Wir sind stark gefordert, aber wir sind nicht überfordert, weil wir engagiert zusammenarbeiten und uns in Solidarität mit der Bevölkerung sehen.

Weil es eine außergewöhnliche Situation ist, möchte ich auch noch zwei, drei Sätze an unsere Bürger und Bürge

rinnen richten, auch hier im Parlament.

Wir alle erleben in diesen Tagen, dass so viele Menschen vor Krieg und Verfolgung zu uns flüchten wie seit Jahrzehnten nicht mehr. Die Behörden des Landes tun alles Menschenmögliche, um der organisatorischen Herausforderung für Unterkunft, Verpflegung und Betreuung gerecht zu werden und Sicherheit zu gewährleisten.

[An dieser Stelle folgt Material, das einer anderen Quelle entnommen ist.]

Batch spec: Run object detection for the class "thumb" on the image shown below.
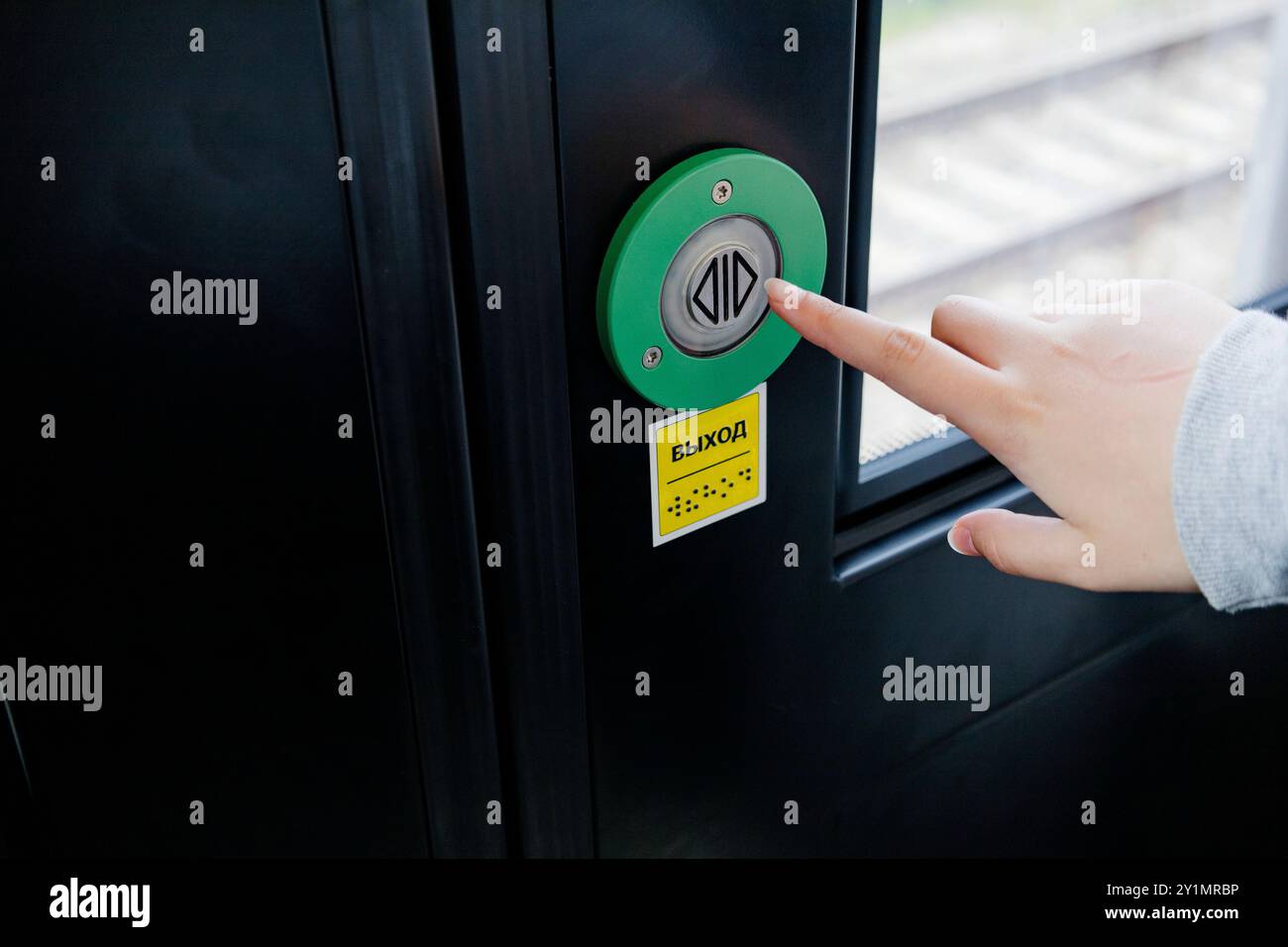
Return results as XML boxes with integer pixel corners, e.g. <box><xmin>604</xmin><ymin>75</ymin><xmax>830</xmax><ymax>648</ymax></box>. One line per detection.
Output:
<box><xmin>948</xmin><ymin>510</ymin><xmax>1095</xmax><ymax>587</ymax></box>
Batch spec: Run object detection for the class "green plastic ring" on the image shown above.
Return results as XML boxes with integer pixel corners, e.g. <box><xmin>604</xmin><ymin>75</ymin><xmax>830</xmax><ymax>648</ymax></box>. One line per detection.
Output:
<box><xmin>596</xmin><ymin>149</ymin><xmax>827</xmax><ymax>410</ymax></box>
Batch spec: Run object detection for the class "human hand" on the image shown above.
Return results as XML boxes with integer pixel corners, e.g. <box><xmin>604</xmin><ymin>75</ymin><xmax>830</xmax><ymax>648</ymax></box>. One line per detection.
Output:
<box><xmin>767</xmin><ymin>279</ymin><xmax>1237</xmax><ymax>591</ymax></box>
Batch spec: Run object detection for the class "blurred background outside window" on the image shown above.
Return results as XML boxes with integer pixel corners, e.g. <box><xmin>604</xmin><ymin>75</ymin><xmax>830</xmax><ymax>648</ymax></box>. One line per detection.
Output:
<box><xmin>859</xmin><ymin>0</ymin><xmax>1288</xmax><ymax>479</ymax></box>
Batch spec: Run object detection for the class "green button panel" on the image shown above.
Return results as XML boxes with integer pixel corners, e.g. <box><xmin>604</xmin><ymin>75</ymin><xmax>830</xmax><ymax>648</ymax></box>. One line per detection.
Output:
<box><xmin>597</xmin><ymin>149</ymin><xmax>827</xmax><ymax>408</ymax></box>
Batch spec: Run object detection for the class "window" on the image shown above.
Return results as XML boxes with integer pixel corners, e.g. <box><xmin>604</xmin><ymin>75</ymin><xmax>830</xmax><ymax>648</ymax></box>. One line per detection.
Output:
<box><xmin>842</xmin><ymin>0</ymin><xmax>1288</xmax><ymax>511</ymax></box>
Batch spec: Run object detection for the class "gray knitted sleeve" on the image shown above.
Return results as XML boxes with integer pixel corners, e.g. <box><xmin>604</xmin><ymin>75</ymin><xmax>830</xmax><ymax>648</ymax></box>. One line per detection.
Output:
<box><xmin>1172</xmin><ymin>312</ymin><xmax>1288</xmax><ymax>612</ymax></box>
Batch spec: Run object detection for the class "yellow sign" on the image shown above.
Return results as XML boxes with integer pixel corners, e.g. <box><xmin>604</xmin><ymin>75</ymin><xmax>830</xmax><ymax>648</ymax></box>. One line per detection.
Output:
<box><xmin>649</xmin><ymin>381</ymin><xmax>765</xmax><ymax>546</ymax></box>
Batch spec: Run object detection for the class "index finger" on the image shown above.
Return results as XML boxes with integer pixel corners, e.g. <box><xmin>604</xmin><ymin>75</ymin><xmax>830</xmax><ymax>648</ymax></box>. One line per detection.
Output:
<box><xmin>765</xmin><ymin>279</ymin><xmax>1005</xmax><ymax>447</ymax></box>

Wir werden dabei nur erfolgreich sein, wenn alle mithelfen, wenn auch Sie in Ihrem persönlichen Umfeld für Offenheit werben und Offenheit und Solidarität in den Vereinen und Verbänden, in der Nachbarschaft und sehr persönlich praktizieren und wir alle klar widersprechen, wo immer sich Ressentiments oder gar Hass zeigen.

Die Landesregierung steht dafür, immer die gesamte Gesellschaft im Blick zu behalten. Alle Menschen mit geringem Einkommen, Menschen, die Zugang zum Arbeitsmarkt suchen, und die Benachteiligten brauchen unsere Hilfe, und das Land steht für diese Hilfe ein. Solidarität für Menschen in Not ist nun einmal unteilbar.

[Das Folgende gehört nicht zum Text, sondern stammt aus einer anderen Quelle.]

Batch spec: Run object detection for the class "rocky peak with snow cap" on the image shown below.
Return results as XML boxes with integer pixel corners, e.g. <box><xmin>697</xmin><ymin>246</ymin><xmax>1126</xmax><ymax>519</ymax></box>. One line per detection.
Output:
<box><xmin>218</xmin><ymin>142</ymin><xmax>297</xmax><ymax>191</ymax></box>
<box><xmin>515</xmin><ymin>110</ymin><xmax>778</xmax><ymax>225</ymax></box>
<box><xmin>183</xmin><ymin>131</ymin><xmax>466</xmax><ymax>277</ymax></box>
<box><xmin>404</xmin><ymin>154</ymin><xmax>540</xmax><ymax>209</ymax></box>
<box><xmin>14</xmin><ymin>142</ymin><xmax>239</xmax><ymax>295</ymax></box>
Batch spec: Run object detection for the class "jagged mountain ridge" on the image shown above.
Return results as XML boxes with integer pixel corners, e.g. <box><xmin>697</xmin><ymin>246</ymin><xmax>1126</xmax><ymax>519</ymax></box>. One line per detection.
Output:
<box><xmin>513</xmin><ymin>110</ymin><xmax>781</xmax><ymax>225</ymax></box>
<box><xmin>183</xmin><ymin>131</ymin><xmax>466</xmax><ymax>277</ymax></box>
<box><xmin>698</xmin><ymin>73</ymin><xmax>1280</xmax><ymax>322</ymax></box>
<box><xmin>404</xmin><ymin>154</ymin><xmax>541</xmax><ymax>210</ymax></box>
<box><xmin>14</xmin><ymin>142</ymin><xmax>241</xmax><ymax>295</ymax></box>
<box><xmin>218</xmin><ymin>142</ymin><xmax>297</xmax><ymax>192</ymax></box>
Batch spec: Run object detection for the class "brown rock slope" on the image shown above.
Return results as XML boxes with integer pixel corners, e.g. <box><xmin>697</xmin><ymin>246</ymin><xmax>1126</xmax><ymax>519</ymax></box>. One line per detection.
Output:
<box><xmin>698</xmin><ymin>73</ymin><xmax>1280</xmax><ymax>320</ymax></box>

Genau deshalb lassen wir es nicht zu, dass die eine Gruppe gegen eine andere Gruppe ausgespielt wird.

(Beifall der SPD und des BÜNDNIS 90/DIE GRÜNEN)

Wir stehen bei der Aufnahme von Flüchtlingen jetzt vor einem Thema, das uns auf Jahre beschäftigen wird. Viele derer, die kommen, werden bleiben. Wir können sie gut brauchen, aber das geht nur gut, wenn neben der Erstversorgung von Beginn an der Weg zur Integration geöffnet wird, zu dem immer beide Seiten beitragen müssen.

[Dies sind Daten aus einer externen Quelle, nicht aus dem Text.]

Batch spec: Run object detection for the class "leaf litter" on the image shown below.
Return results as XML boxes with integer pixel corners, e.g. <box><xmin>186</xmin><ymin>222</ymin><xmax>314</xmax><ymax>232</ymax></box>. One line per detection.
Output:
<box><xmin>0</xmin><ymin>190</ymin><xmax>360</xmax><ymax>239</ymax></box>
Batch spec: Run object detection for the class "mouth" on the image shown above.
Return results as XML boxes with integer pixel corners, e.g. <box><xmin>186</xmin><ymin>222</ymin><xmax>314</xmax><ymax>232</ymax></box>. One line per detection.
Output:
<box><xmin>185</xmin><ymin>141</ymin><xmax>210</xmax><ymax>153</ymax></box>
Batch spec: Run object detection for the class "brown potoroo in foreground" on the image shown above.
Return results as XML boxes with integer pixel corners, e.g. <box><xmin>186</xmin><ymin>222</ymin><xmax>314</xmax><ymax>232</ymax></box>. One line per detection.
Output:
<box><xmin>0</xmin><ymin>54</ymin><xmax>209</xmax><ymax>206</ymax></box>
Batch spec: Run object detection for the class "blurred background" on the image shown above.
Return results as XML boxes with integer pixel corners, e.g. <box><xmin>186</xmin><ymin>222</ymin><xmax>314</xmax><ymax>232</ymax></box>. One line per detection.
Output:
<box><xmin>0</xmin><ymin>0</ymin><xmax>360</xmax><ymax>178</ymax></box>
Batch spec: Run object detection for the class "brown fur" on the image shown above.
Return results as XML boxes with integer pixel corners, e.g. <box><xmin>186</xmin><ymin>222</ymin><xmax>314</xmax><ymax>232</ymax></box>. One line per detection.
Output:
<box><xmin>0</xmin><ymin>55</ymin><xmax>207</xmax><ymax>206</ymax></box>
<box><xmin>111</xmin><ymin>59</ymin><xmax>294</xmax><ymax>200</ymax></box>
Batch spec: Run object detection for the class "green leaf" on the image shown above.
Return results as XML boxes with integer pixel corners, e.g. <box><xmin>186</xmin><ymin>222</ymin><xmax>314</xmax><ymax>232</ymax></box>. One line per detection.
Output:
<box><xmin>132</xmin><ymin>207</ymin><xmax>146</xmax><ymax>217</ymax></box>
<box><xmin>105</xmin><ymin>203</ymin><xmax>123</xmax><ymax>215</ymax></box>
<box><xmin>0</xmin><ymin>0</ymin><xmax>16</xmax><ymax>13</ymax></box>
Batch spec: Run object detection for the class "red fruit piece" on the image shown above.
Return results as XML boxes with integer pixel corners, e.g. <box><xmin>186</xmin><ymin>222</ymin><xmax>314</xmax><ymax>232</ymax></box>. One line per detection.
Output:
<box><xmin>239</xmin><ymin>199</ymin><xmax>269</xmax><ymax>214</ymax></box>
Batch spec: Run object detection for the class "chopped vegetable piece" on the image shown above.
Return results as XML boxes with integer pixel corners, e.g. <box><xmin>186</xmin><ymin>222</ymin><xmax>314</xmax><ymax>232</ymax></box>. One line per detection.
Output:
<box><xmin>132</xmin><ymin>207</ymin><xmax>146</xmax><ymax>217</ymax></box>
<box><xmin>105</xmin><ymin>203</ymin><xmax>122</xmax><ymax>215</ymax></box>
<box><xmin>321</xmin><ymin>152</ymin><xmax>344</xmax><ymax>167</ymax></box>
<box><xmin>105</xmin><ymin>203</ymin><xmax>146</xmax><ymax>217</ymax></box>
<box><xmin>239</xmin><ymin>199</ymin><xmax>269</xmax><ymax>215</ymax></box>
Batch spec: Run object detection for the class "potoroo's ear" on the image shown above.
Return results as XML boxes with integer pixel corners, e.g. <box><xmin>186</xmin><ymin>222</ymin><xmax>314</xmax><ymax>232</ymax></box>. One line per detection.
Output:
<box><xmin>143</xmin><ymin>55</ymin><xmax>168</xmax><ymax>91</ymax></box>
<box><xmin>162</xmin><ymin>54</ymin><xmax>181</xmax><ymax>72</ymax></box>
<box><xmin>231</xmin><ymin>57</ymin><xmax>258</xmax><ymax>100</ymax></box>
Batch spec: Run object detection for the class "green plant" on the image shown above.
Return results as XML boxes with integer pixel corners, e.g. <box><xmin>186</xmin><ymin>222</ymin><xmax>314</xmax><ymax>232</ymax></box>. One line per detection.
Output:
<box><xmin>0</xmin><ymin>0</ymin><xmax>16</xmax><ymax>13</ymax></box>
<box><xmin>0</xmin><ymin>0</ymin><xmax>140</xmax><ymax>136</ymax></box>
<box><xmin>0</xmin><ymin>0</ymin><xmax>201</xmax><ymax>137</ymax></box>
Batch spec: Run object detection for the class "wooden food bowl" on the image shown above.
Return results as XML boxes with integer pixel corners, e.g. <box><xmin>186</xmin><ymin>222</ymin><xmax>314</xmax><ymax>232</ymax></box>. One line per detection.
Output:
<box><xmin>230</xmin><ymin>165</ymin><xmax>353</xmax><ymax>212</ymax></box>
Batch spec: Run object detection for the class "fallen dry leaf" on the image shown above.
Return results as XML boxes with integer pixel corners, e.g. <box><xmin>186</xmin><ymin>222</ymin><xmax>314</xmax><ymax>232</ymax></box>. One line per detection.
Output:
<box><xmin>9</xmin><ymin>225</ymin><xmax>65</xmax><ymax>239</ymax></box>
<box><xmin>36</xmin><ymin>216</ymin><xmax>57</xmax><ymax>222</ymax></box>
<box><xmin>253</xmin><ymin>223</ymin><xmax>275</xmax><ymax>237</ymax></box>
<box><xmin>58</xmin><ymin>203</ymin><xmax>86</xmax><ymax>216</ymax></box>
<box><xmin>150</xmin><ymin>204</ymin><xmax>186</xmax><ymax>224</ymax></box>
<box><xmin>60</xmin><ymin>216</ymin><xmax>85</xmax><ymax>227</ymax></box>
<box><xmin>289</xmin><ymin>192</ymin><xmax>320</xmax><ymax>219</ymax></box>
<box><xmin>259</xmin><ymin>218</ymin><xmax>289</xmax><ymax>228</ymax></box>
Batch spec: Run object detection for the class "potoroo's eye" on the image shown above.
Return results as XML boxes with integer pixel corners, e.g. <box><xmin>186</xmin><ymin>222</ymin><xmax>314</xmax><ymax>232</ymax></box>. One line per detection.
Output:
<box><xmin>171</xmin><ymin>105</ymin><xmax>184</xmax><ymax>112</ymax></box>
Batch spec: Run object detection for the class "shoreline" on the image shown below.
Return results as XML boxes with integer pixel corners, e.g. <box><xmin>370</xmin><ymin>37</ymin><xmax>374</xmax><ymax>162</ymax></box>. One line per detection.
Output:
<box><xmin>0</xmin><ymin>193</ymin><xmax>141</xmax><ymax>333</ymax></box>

Das ist ein Weg, der klare Regeln braucht, für deren Einhaltung wir sorgen werden, ein Weg der Verlässlichkeit und der neuen Möglichkeiten, vor allem aber ein Weg der humanitären Verantwortung im besten Sinne der Nächstenliebe.

Wir werden weiter mit allem Nachdruck an einer Verbesserung der Lebensverhältnisse für alle Menschen in unserem Land arbeiten; denn Solidarität wird umso besser gelingen, wenn unsere Gesellschaft als Ganzes stark bleibt und die europäische Idee sich gerade jetzt bewährt.

Ich hoffe sehr, dass das gelingt. Das ist unser Weg. Lassen Sie uns diesen Weg gemeinsam gehen und lassen Sie uns dabei die Geschichte unseres eigenen Landes im Gedächtnis behalten, eine Geschichte, die immer wieder auch schwierig war, vor allem am Anfang nach Faschismus, Krieg und Zerstörung, eine Geschichte aber auch, die zur Erfolgsgeschichte wurde, weil wir dazugelernt haben, weltoffen wurden und zusammen angepackt haben.

Ich danke Ihnen.

(Anhaltend starker Beifall der SPD und des BÜNDNIS 90/DIE GRÜNEN)

Liebe Kolleginnen und Kollegen, bevor ich der nächsten Rednerin das Wort erteile, begrüße ich als Gäste auf der

Zuschauertribüne den VDK-Ortsverband Hamm, den Jugendstadtrat Speyer sowie den Integrationskurs Deutsch des Internationelen Bundes (IB) Frankenthal. Seien Sie herzlich willkommen im Landtag!

(Beifall im Hause)

Für die CDU-Fraktion spricht Frau Kollegin Klöckner.

Die Redezeit hat sich verlängert, da Frau Ministerpräsidentin Dreyer 50 Minuten gesprochen hat. Dann haben Sie die 1,5-fache Redezeit. Für die anderen Fraktionen verlängert sich die Redezeit selbstverständlich auch, so wie es in der Geschäftsordnung steht.

Frau Ministerpräsidentin, liebe Kolleginnen und Kollegen, Frau Präsidentin! Europa und die Welt sind in bewegten Zeiten. Dadurch ist auch Rheinland-Pfalz in bewegten Zeiten.

Syrien geht in einem brutalen Bürgerkrieg unter, in Libyen Vernichtung und Krieg, in der Türkei brechen Konflikte mit Kurdengruppen wieder auf, der Irak ist extrem instabil, der Libanon, die Türkei und Jordanien versuchen, Millionen Flüchtlingen eine Zuflucht zu bieten. Sie sind am Limit.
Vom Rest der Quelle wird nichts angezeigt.